That is a headline that will have my friends and family reading this blog post. Yes, I did my first tattoo.
The last day we were in Moncton, New Brunswick, Gary went golfing at the Par 3 course at the campground. He was playing by himself and came up on a slow threesome that was, in turn, being held back by a very slow foursome in front of them. Rather than trying to play through two groups, he accepted an offer to join the threesome. They were from the Atlantic Provinces and upon hearing that we would be moving next to Nova Scotia, they had some travel suggestions for us. Gary said one guy spoke with a bit of an accent and was somewhat hard to understand, but he had said that we just had to go to a Tattoo – that it was one of the grandest traditions of Nova Scotia. We had heard of tattooing shows where many tattoo artists would gather at a convention center and perform their tattoo artistry. It was never something we ever thought we would attend, but if it was a Nova Scotia tradition…………. Gary investigated it a bit. The Tattoo would just happen to be running for its one and only week of the year in the city of Halifax during the time we would be camping there.
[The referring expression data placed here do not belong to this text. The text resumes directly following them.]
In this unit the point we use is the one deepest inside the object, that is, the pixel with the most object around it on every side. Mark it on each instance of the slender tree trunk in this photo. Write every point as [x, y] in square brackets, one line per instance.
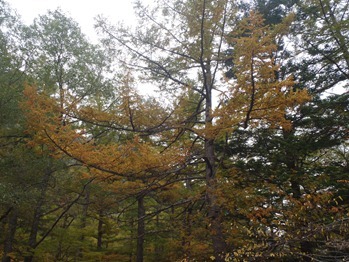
[10, 235]
[140, 229]
[37, 216]
[100, 230]
[214, 211]
[291, 163]
[83, 224]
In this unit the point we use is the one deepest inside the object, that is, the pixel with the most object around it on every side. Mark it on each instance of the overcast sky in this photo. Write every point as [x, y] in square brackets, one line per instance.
[82, 11]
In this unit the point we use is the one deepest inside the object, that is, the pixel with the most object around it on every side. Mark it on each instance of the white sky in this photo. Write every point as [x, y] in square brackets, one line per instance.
[82, 11]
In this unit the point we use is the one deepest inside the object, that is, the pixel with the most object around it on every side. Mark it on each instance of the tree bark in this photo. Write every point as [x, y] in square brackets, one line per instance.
[214, 212]
[37, 216]
[10, 235]
[100, 230]
[140, 229]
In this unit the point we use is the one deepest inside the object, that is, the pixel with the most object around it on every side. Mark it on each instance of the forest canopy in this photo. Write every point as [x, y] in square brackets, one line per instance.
[239, 153]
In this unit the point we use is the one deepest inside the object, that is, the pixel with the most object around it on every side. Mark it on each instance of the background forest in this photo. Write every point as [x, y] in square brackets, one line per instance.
[240, 153]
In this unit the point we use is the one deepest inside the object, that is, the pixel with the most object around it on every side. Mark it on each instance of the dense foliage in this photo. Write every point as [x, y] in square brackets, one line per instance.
[240, 154]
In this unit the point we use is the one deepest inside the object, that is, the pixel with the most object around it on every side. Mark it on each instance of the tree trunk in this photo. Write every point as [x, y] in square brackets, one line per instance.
[10, 235]
[214, 212]
[140, 229]
[100, 230]
[32, 242]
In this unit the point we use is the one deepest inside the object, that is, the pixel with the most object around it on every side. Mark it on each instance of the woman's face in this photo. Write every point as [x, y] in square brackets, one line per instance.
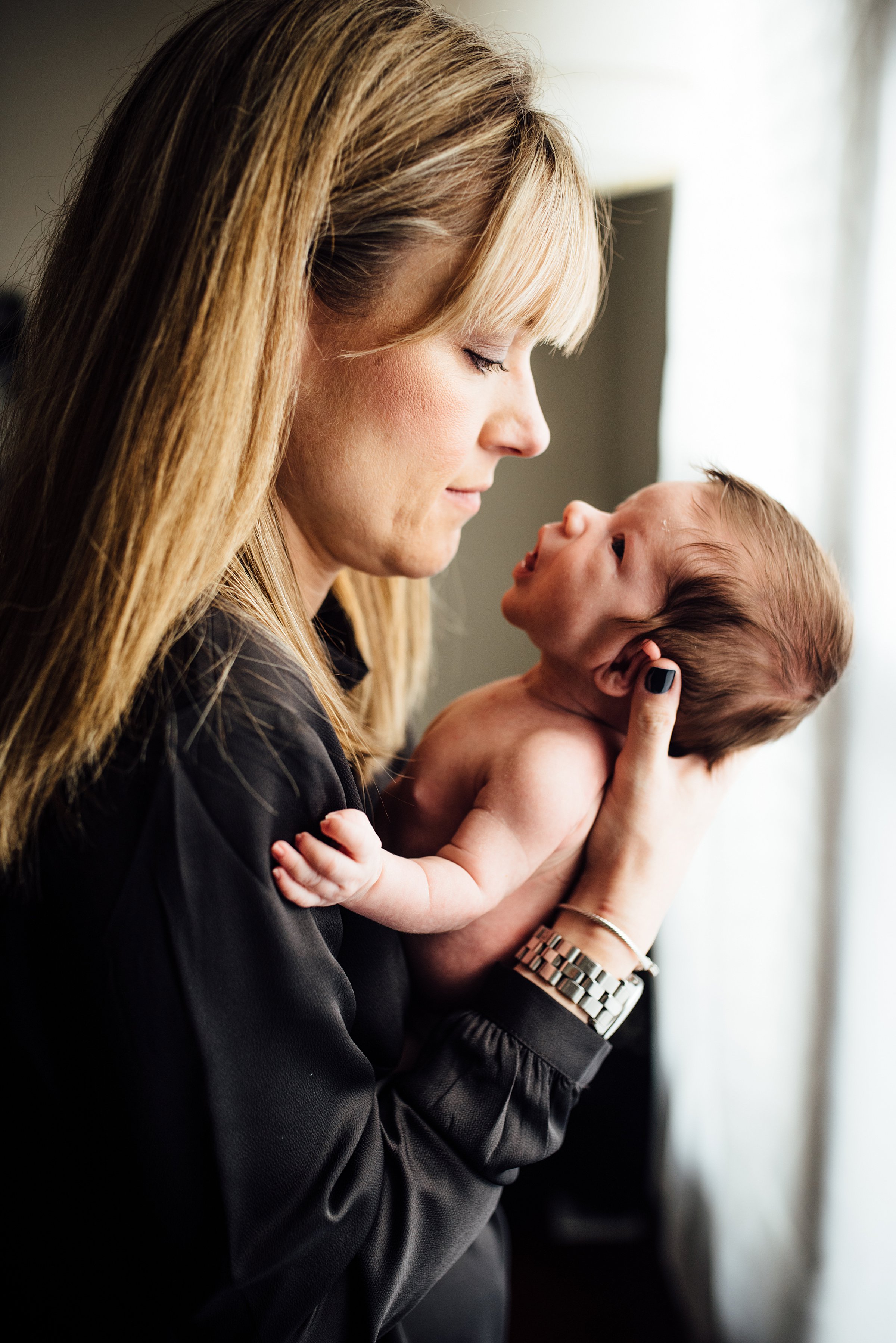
[390, 453]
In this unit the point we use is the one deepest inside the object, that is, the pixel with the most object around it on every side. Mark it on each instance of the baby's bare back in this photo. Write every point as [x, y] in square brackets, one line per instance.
[500, 730]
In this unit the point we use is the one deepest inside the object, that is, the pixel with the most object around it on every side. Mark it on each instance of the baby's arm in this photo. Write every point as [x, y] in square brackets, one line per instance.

So, off we went.
It seems there are multiple definitions for “tattoo”. In addition to the definition of “marking a person with an indelible design by inserting pigment into punctures in the skin”, there are also the definitions of “an evening drum or bugle signal recalling soldiers to their quarters” and “an entertainment consisting of music, marching, and the performance of displays and exercises by military personnel”.
My first Tattoo was the latter kind, the Royal Nova Scotia International Tattoo:
Tattoos are of British heritage. The most famous Tattoo of the world is held annually in Edinburgh, Scotland. Nova Scotia is probably the most British of the Canadian Provinces. After all, Nova Scotia is Latin for New Scotland. (But it only became very British after it was very French, and the British ran out all the French, but that is another story).
The Nova Scotia Tattoo is a true spectacle. We were very fortunate to find out about it and to be able to attend. There were performance groups from Canada, Estonia, France, Germany, Switzerland, United Kingdom, and United States. The majority of the performers are military and police troupes. But they are supplemented by a large contingent of local musicians, singers, and dancers. And there was also a tribute to Queen Elizabeth on her diamond jubilee of service and memories of the Titanic and War of 1812.
That’s it, I experienced my first tattoo and I can’t imagine that I will ever experience any other kind.